Otros consejos a tener en cuenta en experimentos con fluorescencia son los siguientes:
- Comprueba que el fluoróforo que pretendes detectar puede ser utilizado en tu microscopio. Es importante evitar espectros que se solapan y evitar la reactividad cruzada entre anticuerpos secundarios.
- Mantén las secciones en la oscuridad una vez los anticuerpos fluorescentes se hayan añadido con el fin de prevenir que se pierda el señal.
- Después de la incubación, lava las secciones muchas veces con PBS antes de añadir el medio de montaje. Además, ten cuidado al añadir el cubreobjetos a la preparación.
- Evita que se produzcan burbujas en el momento en que añadas el cubreobjetos especialmente en secciones congeladas. Y recuerda, no aprietes el cubreobjetos demasiado fuerte, ¡podrías romper el tejido!
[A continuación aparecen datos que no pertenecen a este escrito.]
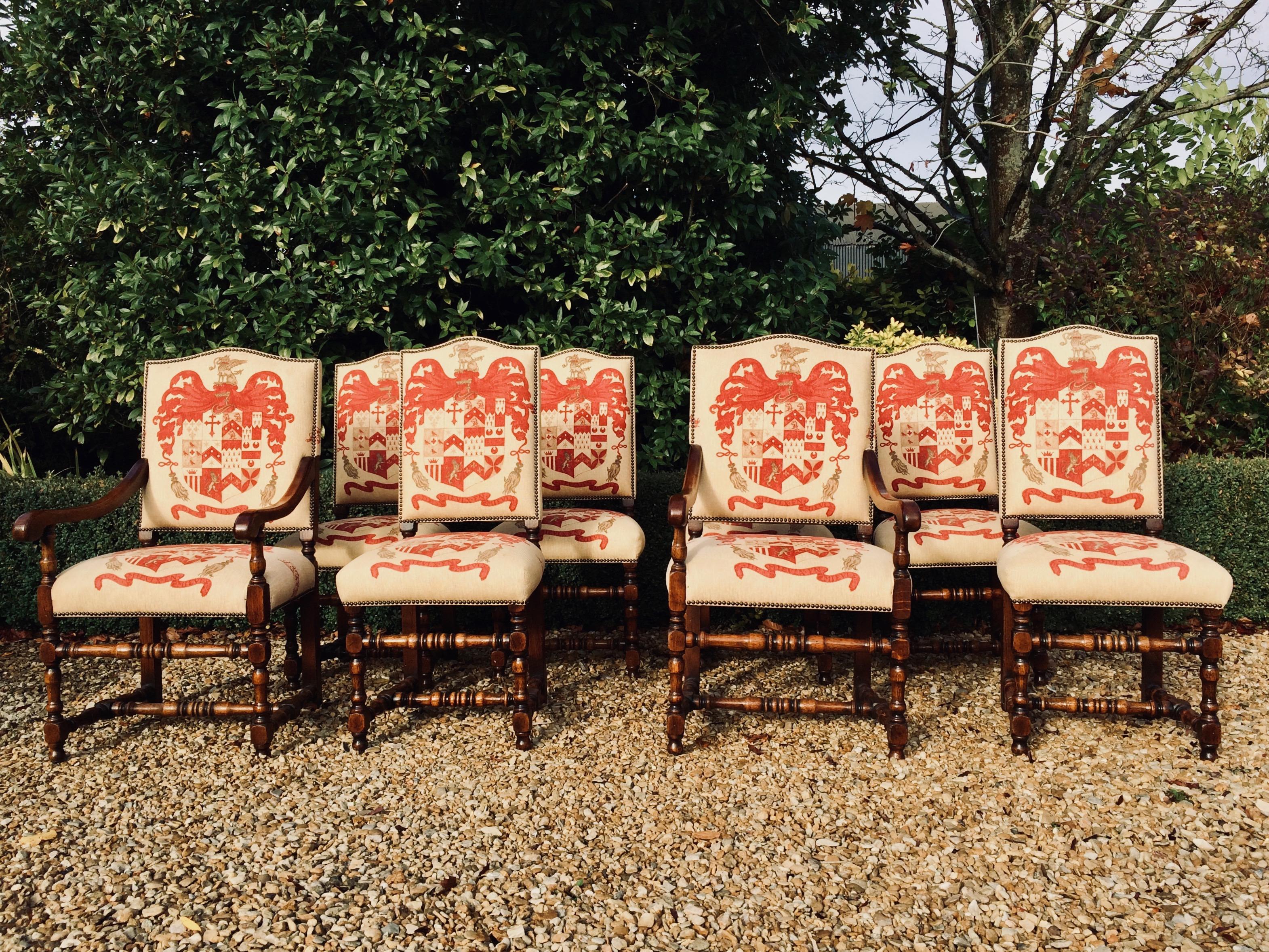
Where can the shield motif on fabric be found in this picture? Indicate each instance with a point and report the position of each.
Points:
(1084, 422)
(936, 422)
(223, 441)
(469, 428)
(782, 428)
(370, 427)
- Es bastante habitual teñir el nucleo, como por ejemplo con DAPI. Este paso puede ser incluido durante un lavado o bien en el momento de añadir el medio de montaje.
- Es posible utilizar anticuerpos primarios directamente conjugados con fluoroforos. Este paso, ahorra tiempo y reduce falsos positivos. Sin embargo, el señal obtenido puede ser bajo. Por suerte, existen métodos para aumentar este señal como incluir un complejo avidina-biotina (ABC) y unirlo con streptavidina-biotina (LSAB).
Resumen de los principales pasos del protocolo:
¿Tienes dudas?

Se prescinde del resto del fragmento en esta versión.